WASHINGTON (Reuters) - U.S. health authorities told consumers on Saturday to avoid eating products that contain peanut butter until they can determine the scope of an outbreak of salmonella food poisoning that may have contributed to six deaths.
"We urge consumers to postpone eating any products that may contain peanut butter until additional information becomes available," Dr. Stephen Sundlof of the Food and Drug Administration's Center for Food Safety said in a teleconference with reporters.
As of now, there is no indication that "major national name brand jars of peanut butter sold in retail stores are linked" to bulk supplies of peanut butter and peanut paste recalled for fear of possible contamination, the FDA said in a follow-up statement.
The company at the center of the matter, Peanut Corporation of America, or PCA, said it had been informed by health authorities that some samples of its products had tested positive for a salmonella strain that may have originated in a Blakely, Georgia, peanut processing plant.
The peanut butter and peanut paste recalled by PCA was used by many other manufacturers to make such products as cakes, crackers, candies, cookies and ice cream, the FDA said.
"In terms of food products which contain peanut butter, but have not yet been recalled, we urge consumers to postpone eating these products until information becomes available about whether that product may be affected," an e-mailed statement said. "We have been advised by manufacturers that product specific information may be available within the next few days."
The FDA is asking companies to check the records of their supply chain and determine if their ingredients came from PCA, and if so, to take "appropriate precautionary measures."

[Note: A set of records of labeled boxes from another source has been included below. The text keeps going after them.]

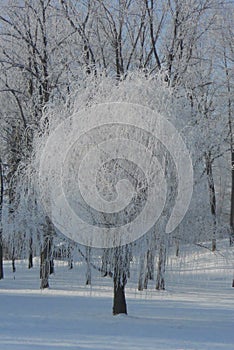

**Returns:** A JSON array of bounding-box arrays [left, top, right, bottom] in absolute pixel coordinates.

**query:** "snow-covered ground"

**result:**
[[0, 242, 234, 350]]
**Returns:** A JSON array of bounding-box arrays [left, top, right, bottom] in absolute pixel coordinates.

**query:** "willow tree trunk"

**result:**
[[205, 152, 217, 252], [156, 243, 167, 290], [40, 217, 54, 289], [230, 149, 234, 246], [113, 247, 128, 315], [0, 158, 4, 280], [28, 237, 33, 269]]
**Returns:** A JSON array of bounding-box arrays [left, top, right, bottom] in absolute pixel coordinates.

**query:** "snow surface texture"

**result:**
[[0, 241, 234, 350]]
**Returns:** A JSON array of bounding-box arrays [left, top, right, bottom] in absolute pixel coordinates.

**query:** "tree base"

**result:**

As of Friday night, 474 people had been reported infected by a salmonella outbreak linked to peanut butter by public health authorities in 43 of the 50 U.S. states, the Centers for Disease Control and Prevention said.
Twenty-three percent of the known cases had resulted in hospitalizations and the infections may have contributed to six deaths, said Dr. Robert Tauxe, deputy director of the Centers' division of Foodborne, Bacterial and Mycotic Diseases.
The very young, elderly and immuno-compromised were the most severely affected, he said in the teleconference. The reported illnesses began in September and 21 cases were reported on Friday.
The recalled peanut butter was sold in containers ranging in size from 5 pounds (2.3 kg) to 1,700 pounds (771 kg) and the peanut paste was sold in sizes ranging from 35-pound (16-kg) containers to tanker containers. None of the peanut butter or peanut paste being recalled so far is sold through retail stores, PCA said.
Kellogg Co said late on Friday it was recalling certain products that "have the potential to be contaminated," including some Austin and Keebler branded peanut butter snacks and some Famous Amos and Keebler Soft Batch cookies.